By Derek A. Lodholtz 26 Jun, 2017
 As it started well before last November when President Trump was voted into office, health care reform is one of our Nations hottest topics. In may when a bill was brought to the House floor and pulled it took the wind out of many Americans sails. Since that point there has been a bill passed by the house, and much debating by the Senate which culminated in the Better Care Reconciliation Act of 2017 coming to the public eye last Friday (06/23/2017). There seems to be a division in GOP lawmakers as to where they stand on the bill, if you peruse  you can see posts that litter the healthcare section detailing how many GOP Senators are not fully confident in the bill or will not vote for the bill. 

 The Bill itself differs from the bill the House of Representatives passed just a while ago, and while there are stark differences in the eyes of some Senators that does not change the reality of this: Time is running out. For a Budget Reconciliation to be able to be applied it must be passed before the end of our Fiscal Year, which ends each year on September 30th. If Congress is unable to pass a decision on healthcare before then it is back to the drawing board. Another detail about budget reconciliation that many are unfamiliar with is how if Congress moves onto a different topic planning to use the same vehicle for amendment, in this case reconciliation, the efforts on prior topics cannot be used again. What this means is as follows: If Congress were to move onto an issue such as taxes/fiscal policy that would signal the end of healthcare efforts for the time being. 

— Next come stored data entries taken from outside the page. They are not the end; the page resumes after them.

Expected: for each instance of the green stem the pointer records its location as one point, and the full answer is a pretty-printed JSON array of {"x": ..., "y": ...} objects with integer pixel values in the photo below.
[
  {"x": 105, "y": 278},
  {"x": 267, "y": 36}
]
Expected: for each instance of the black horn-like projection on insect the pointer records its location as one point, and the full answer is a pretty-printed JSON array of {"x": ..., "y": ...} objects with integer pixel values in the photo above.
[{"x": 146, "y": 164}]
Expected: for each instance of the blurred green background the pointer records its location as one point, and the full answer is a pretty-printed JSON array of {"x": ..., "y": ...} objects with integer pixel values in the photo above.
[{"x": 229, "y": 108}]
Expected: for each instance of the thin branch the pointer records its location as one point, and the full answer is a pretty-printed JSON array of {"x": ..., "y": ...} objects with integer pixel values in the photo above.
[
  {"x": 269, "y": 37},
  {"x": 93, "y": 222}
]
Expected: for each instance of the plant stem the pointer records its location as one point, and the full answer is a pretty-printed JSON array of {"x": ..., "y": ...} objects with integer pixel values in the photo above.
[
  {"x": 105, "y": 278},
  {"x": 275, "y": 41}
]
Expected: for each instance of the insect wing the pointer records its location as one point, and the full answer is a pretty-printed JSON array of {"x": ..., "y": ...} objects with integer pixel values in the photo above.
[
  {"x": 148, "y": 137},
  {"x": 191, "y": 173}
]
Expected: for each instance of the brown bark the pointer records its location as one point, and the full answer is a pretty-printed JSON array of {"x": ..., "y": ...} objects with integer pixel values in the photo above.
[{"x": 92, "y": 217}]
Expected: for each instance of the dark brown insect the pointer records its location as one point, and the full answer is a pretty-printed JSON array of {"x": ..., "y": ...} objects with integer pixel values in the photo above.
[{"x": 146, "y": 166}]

 Senator Mitch McConnell is reportedly pushing for a decision to be made on healthcare soon, and for good reason. Congress takes a recess to celebrate the week of Independence Day, and after that they go on a recess for the month of August, a full five weeks. Once they return from the August Recess the clock is sure to be ticking on healthcare reform. 

 Change is sure to happen eventually, but many differences need to be sorted out, sooner or later, for anything to culminate. Here at Lerner, Csernai & Fath we are keeping our eyes open for any changes in the landscape. Until the a good rule of thumb is to follow all laws that are in place with the Affordable Care Act as no changes have been made official as of now. 


Derek A. Lodholtz, Benefits Specialist
Lerner, Csernai & Fath Financial Group
15505 Waldron Way
Big Rapids, Mi 49307


The above content is meant to inform and does not convey the opinion of the author (Derek Lodholtz) or the Firm (Lerner, Csernai & Fath).